The confrontation that has broken out in the Supreme Court over the last few days is unedifying and disheartening. As Chief Justice of India Dipak Misra and Justice J. Chelameswar take on each other, and as lawyers take sides in the tussle in open court, the case itself — arising out of the arrest of a former high court judge for allegedly holding out a promise to influence a decision by the highest court in a matter concerning medical college admissions — has been overtaken by the spectacle it has occasioned. At stake, now, is something much more important and large: The reputation and credibility of an institution that has earned itself the title of India’s most trusted, a protector of citizens’ freedoms, an upholder of the constitutional poise. What is more, this public display of divisions within comes at a time when the court appears at its most vulnerable without.
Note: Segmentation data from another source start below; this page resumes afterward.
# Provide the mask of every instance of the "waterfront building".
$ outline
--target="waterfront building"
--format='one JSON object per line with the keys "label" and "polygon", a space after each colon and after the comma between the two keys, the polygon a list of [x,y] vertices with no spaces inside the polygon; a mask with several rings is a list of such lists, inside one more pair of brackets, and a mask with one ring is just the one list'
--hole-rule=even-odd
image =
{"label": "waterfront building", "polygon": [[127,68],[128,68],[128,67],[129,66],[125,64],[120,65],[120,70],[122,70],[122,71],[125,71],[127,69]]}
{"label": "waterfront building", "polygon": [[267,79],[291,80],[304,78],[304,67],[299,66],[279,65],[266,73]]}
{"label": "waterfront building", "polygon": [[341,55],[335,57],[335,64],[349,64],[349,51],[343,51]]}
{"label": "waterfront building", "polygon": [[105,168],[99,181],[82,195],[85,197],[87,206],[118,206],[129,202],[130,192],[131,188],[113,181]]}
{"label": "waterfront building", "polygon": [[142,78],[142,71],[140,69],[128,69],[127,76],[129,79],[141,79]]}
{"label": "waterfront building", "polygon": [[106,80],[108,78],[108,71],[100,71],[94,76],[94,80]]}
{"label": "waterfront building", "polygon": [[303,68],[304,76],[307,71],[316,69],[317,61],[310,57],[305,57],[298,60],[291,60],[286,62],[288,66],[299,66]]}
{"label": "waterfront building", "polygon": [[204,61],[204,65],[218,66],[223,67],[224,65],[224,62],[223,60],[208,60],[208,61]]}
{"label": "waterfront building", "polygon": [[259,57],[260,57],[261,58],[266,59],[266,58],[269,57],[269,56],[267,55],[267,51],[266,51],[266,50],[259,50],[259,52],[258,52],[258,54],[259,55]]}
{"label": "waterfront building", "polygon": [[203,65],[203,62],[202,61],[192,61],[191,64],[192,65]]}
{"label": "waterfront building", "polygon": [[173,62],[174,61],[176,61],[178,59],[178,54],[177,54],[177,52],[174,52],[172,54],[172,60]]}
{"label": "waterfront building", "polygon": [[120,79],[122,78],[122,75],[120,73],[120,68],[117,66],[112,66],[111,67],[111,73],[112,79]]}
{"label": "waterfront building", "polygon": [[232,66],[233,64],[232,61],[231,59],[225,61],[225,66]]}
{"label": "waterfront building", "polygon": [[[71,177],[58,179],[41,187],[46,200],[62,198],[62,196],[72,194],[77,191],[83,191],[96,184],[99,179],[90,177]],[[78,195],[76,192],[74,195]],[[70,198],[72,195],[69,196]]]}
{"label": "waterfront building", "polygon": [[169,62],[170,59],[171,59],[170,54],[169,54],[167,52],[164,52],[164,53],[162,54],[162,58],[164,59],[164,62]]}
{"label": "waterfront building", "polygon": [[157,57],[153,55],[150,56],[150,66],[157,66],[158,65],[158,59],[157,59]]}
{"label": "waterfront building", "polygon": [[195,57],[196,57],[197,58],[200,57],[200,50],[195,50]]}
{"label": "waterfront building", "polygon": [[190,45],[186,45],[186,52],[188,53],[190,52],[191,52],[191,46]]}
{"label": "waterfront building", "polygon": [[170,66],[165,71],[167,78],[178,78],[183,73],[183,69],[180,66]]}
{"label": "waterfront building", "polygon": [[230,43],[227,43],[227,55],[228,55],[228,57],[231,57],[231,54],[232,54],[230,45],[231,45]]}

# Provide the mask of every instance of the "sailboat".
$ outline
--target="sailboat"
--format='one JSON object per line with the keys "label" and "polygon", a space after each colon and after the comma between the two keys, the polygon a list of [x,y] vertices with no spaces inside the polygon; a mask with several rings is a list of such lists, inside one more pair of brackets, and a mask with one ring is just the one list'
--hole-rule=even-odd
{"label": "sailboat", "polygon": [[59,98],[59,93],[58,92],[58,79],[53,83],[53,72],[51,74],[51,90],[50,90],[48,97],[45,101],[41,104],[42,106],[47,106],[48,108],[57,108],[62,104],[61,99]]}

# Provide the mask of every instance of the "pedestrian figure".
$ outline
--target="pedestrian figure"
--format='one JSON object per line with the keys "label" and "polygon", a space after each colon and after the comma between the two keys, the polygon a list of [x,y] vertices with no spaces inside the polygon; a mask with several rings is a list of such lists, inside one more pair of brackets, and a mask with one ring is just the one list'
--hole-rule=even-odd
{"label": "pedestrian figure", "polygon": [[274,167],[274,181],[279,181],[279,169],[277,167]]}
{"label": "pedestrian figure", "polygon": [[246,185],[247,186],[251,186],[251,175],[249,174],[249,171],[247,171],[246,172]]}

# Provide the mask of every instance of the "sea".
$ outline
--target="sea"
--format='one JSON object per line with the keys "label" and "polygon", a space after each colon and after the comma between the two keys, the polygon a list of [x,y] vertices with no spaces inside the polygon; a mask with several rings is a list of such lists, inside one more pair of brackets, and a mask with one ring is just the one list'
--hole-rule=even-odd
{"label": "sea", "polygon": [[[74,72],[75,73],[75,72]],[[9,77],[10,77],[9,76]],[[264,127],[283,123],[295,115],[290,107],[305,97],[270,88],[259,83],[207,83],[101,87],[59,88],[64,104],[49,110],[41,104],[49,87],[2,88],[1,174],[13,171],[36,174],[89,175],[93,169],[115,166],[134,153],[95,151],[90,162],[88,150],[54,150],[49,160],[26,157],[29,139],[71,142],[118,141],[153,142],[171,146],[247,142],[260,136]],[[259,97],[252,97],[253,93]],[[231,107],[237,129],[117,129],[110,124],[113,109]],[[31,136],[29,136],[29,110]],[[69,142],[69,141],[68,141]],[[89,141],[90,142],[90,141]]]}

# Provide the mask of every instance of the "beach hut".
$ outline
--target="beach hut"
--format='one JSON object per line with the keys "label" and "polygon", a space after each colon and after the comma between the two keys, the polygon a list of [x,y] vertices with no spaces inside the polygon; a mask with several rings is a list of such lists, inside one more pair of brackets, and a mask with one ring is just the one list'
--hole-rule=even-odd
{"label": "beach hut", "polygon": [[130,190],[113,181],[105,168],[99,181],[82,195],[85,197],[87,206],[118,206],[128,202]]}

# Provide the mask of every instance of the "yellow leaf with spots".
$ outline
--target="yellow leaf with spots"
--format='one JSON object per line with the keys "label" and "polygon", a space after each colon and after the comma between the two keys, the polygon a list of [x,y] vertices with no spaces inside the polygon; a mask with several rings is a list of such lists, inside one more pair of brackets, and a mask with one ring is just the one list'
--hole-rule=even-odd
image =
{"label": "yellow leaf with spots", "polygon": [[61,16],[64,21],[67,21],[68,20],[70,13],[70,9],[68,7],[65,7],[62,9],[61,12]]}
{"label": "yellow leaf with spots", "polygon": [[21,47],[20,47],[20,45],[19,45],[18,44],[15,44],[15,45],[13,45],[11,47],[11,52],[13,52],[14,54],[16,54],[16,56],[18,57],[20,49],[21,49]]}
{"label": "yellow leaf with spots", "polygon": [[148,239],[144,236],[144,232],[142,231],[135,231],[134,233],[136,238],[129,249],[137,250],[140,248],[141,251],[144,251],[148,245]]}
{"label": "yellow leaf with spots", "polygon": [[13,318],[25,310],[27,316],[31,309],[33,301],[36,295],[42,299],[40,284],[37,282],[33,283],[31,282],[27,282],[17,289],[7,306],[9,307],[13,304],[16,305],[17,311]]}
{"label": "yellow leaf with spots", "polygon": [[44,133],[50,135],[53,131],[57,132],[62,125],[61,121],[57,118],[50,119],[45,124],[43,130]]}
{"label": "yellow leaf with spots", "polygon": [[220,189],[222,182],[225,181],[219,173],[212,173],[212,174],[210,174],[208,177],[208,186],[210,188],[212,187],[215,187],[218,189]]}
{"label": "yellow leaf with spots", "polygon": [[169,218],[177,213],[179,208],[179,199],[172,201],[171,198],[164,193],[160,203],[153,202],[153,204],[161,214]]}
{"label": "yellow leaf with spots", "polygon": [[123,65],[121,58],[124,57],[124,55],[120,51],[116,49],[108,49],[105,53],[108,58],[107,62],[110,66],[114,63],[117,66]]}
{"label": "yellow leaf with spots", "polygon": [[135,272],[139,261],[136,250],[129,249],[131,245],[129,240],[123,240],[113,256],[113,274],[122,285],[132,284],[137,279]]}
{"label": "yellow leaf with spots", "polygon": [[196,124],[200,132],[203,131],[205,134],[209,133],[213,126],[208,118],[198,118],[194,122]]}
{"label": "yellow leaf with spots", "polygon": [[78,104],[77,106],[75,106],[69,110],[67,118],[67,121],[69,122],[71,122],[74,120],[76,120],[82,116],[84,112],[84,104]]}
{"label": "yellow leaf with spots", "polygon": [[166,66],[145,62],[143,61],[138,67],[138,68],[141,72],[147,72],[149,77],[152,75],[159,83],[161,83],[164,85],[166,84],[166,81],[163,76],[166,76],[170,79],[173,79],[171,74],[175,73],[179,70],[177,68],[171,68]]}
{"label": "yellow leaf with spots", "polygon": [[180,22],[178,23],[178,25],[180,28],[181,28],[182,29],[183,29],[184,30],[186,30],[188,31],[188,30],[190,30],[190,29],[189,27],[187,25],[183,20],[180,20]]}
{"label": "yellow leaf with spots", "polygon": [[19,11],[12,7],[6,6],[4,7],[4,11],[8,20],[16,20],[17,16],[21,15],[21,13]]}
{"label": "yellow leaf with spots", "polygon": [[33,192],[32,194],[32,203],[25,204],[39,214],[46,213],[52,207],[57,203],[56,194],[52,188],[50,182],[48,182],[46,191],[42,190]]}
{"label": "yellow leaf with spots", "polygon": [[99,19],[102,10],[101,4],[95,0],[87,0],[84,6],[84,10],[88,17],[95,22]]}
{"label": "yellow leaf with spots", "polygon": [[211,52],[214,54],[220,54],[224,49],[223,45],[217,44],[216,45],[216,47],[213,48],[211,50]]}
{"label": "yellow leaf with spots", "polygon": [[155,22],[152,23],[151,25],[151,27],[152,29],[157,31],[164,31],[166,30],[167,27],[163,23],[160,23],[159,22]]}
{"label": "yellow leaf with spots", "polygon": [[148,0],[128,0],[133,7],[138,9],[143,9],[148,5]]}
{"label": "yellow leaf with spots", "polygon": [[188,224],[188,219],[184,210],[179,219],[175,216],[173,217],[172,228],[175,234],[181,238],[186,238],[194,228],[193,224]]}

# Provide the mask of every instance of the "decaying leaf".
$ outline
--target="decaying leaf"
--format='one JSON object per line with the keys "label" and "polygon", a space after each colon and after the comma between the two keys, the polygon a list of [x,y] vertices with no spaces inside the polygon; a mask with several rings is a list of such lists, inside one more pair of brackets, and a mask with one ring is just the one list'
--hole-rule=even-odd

In the last three years or so, the independence of the judiciary has often seemed besieged in the face of a strong political executive that has sought to use the electoral mandate to subdue dissent and circumscribe other institutions, including in the crucial matter of the appointment of judges.
In this courtroom drama, all the lead players are in the dock, even though each of them — from lawyer for the petitioner, Prashant Bhushan, to Justice Chelameswar and CJI Misra — has a formidable record of advancing judicial independence. By listing the case in question before a constitution bench comprising the five senior-most judges, Justice Chelameswar can be accused of playing with procedure, and of attempting to bypass the CJI in his role as “master of the roster”. It is the CJI’s prerogative, and his alone, to constitute a bench and to direct that a particular matter be heard by that or any other bench. The argument that Justice Chelameswar did so in order to prevent a conflict of interest — even though the CJI’s name does not figure in the FIR, a judgement previously given by him is implicated in the case — is undermined by the ill-judged manner in which Justice Chelameswar sought to make his point. At the CJI’s door lie two key questions: How to address potential conflict of interest issues and how to assert the primacy of his position in a manner that strengthens rather than divides the institution.
Judicial corruption is an important issue but the judiciary cannot address it by turning on itself. If its seniormost judges give the impression of using a case to settle scores with each other, the institution will only lay itself open to further onslaught by an executive asserting its right of way with all the agencies at its command, including the CBI. Most of all, it will be failing in its duty to live up to the trust and faith that the people of India have come to vest in it.